1万以上もする卓球ラケット

サンケイビジネスアイ 1月8日付
2006年01月08日
 中国スポーツ事情②
 卓球選手への憧れ
 乾燥している黄砂の風が、建設中のホコリをさらに巻き上げます
 北京で有名なスポーツ店街、北京体育館の近くの「天壇東門体育館西路」にぶらりよってみました。
 「もっと丈夫で弾力性のある質の高いのに変えたほうがいい球が打てる」
 店員は、体育館で運動をした帰りに剥がれたラケットのシールの張替えに訪れたお客の対応におわれていました。
 4人に1人が卓球をしているという卓球王国の中国では、卓球選手は日本のプロ野球選手と同じくらいの人気があります。
 その証拠に卓球のラケットは壁に賞状を飾るように大事にかけられているだけでなく、わざわざ1メートル以上のラケットも作られています。卓球に対しては国民全体が敬意を表しているのです。
 また、日本ではめったにありませんが、中国では卓球の試合は生中継で放送されています。休憩中には、ルール通りに、選手は卓球台の上にラケットを置きベンチに行きますが、その間、選手のラケットをカメラでアップで撮り、どの選手がどのメーカーを使っているのかを宣伝します。
 「選手と同じラケットで勝ちたい」
 憧れの選手が使っているラケットと同じものを使うことがステイタス、選手=ブラント力なのです。
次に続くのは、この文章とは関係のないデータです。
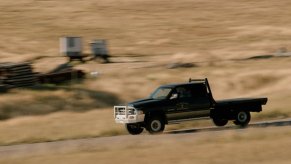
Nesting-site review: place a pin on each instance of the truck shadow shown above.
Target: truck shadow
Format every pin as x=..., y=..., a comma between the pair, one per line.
x=276, y=123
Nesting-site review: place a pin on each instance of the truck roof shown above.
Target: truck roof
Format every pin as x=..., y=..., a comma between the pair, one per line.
x=180, y=84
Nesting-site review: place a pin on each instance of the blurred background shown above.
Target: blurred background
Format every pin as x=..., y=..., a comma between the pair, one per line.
x=241, y=46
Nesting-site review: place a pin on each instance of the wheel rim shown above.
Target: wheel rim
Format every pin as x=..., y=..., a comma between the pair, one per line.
x=242, y=116
x=156, y=125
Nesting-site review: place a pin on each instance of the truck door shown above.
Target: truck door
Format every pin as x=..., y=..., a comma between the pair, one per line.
x=192, y=101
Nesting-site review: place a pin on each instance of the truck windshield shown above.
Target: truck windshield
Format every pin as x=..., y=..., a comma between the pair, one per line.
x=161, y=93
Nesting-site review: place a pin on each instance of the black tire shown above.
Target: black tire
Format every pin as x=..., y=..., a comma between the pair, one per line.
x=242, y=118
x=134, y=129
x=219, y=121
x=155, y=125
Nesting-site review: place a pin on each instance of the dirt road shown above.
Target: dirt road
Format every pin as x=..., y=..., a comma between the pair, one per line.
x=259, y=136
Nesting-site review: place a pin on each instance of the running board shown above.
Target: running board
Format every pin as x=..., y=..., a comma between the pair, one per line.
x=189, y=119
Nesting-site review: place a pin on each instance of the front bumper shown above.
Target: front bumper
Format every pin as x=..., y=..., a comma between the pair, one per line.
x=123, y=116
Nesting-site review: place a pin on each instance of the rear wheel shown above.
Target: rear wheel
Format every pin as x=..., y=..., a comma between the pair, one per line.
x=155, y=125
x=134, y=129
x=219, y=121
x=242, y=118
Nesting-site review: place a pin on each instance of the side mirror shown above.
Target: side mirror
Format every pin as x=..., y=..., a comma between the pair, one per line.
x=174, y=96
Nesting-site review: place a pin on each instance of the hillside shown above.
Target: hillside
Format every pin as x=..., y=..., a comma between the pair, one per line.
x=145, y=38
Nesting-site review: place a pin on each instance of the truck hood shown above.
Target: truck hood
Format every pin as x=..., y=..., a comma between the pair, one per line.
x=144, y=103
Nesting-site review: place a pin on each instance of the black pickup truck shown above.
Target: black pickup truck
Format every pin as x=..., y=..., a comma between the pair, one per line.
x=183, y=102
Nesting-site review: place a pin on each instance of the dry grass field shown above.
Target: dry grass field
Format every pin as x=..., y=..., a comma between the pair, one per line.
x=145, y=38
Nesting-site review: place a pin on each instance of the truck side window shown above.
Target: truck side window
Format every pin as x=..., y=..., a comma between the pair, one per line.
x=199, y=91
x=184, y=92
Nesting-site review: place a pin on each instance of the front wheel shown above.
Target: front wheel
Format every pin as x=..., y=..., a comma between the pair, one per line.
x=219, y=121
x=134, y=129
x=155, y=125
x=242, y=118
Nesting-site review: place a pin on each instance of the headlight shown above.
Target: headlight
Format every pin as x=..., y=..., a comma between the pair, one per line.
x=131, y=111
x=139, y=112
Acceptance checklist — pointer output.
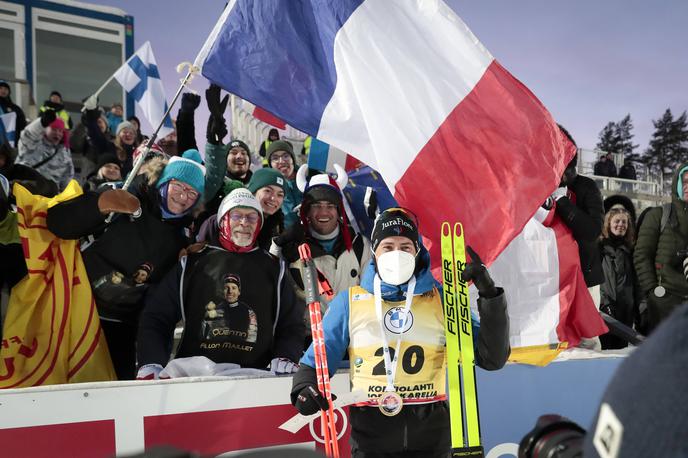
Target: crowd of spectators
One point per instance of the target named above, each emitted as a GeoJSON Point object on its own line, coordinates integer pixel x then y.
{"type": "Point", "coordinates": [205, 241]}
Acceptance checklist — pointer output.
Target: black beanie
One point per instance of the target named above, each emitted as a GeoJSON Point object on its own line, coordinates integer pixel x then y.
{"type": "Point", "coordinates": [644, 410]}
{"type": "Point", "coordinates": [395, 222]}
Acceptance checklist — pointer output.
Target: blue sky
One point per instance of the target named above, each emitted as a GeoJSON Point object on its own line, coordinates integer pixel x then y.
{"type": "Point", "coordinates": [588, 61]}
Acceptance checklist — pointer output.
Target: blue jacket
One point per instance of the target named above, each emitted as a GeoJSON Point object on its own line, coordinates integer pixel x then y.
{"type": "Point", "coordinates": [492, 349]}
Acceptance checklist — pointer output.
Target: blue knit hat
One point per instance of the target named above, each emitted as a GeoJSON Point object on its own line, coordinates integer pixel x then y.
{"type": "Point", "coordinates": [188, 169]}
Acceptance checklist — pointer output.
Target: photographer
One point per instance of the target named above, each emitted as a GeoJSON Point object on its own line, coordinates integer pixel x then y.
{"type": "Point", "coordinates": [660, 252]}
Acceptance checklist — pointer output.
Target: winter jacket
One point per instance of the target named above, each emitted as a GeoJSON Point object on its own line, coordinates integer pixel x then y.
{"type": "Point", "coordinates": [582, 212]}
{"type": "Point", "coordinates": [265, 322]}
{"type": "Point", "coordinates": [342, 268]}
{"type": "Point", "coordinates": [8, 106]}
{"type": "Point", "coordinates": [620, 292]}
{"type": "Point", "coordinates": [59, 111]}
{"type": "Point", "coordinates": [628, 172]}
{"type": "Point", "coordinates": [659, 255]}
{"type": "Point", "coordinates": [420, 427]}
{"type": "Point", "coordinates": [51, 161]}
{"type": "Point", "coordinates": [292, 198]}
{"type": "Point", "coordinates": [115, 253]}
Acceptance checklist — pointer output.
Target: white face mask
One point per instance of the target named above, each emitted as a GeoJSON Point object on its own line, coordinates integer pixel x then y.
{"type": "Point", "coordinates": [396, 267]}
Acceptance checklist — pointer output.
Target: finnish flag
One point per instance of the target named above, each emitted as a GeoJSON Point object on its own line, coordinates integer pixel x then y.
{"type": "Point", "coordinates": [139, 76]}
{"type": "Point", "coordinates": [8, 123]}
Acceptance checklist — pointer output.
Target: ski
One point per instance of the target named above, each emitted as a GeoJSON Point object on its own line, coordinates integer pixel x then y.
{"type": "Point", "coordinates": [462, 389]}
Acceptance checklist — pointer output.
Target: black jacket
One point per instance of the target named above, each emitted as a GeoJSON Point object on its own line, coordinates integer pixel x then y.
{"type": "Point", "coordinates": [584, 215]}
{"type": "Point", "coordinates": [279, 325]}
{"type": "Point", "coordinates": [620, 292]}
{"type": "Point", "coordinates": [121, 249]}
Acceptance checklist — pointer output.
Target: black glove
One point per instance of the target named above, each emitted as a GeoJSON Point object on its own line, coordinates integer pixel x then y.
{"type": "Point", "coordinates": [370, 203]}
{"type": "Point", "coordinates": [216, 131]}
{"type": "Point", "coordinates": [190, 102]}
{"type": "Point", "coordinates": [217, 128]}
{"type": "Point", "coordinates": [289, 241]}
{"type": "Point", "coordinates": [212, 97]}
{"type": "Point", "coordinates": [476, 271]}
{"type": "Point", "coordinates": [310, 400]}
{"type": "Point", "coordinates": [47, 117]}
{"type": "Point", "coordinates": [4, 198]}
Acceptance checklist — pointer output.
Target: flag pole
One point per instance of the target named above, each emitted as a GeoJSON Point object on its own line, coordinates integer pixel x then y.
{"type": "Point", "coordinates": [102, 88]}
{"type": "Point", "coordinates": [151, 141]}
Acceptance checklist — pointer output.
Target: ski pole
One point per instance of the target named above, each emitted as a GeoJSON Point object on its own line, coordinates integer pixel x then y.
{"type": "Point", "coordinates": [327, 418]}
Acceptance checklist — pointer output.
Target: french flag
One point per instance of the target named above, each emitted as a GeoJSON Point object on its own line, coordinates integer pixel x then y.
{"type": "Point", "coordinates": [407, 89]}
{"type": "Point", "coordinates": [550, 308]}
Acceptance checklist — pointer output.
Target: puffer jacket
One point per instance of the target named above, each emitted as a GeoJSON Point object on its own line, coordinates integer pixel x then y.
{"type": "Point", "coordinates": [51, 161]}
{"type": "Point", "coordinates": [619, 294]}
{"type": "Point", "coordinates": [115, 252]}
{"type": "Point", "coordinates": [659, 255]}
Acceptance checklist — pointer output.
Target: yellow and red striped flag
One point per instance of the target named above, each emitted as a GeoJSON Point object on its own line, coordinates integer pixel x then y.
{"type": "Point", "coordinates": [52, 332]}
 「選手の写真がついているラケットが欲しい」と卓球選手に憧れている子どもへのお土産用としても、書店の雑貨コーナーでも、ラケットに選手の写真を貼り付けたものが販売されています。
 数百種類もある卓球メーカーのうち最も有名なのが日本の卓球総合用具メーカーのニッタクと提携している「紅双喜(キョウヒョウ・ダブルハッピネス)です。アテネオリンピックで銅メダルを獲得した王励勤(ウァン・リチンオ)選手がPRしていることも後押しして中国市場ではトップのシェアを誇っています。
 選手と提携するといった戦略によってブランド力をつけた現地メーカーは、選手とともに市場でもシェアをがっちりつかんでいます。
 一方で日本のメーカーはというと、「TSP(ヤマト)」は1980年代は人気があったものの、現在は稀に見る程度になりました。世界シェアの5割を占めている「バタフライ(タマス)」でさえ、中国市場ではまだ数%のシェアしか占めていません。
 ちなみに、福原愛選手が所属している全国12チームのトップの「遼寧本鋼」チームは、世界ランキング3位の王楠選(ウァン・ナン)選手、世界ランキング5位の郭躍(グ・ユエ)選手がいます。福原愛選手は25位。
 卓球の実力ともに日本は苦戦しているといえます。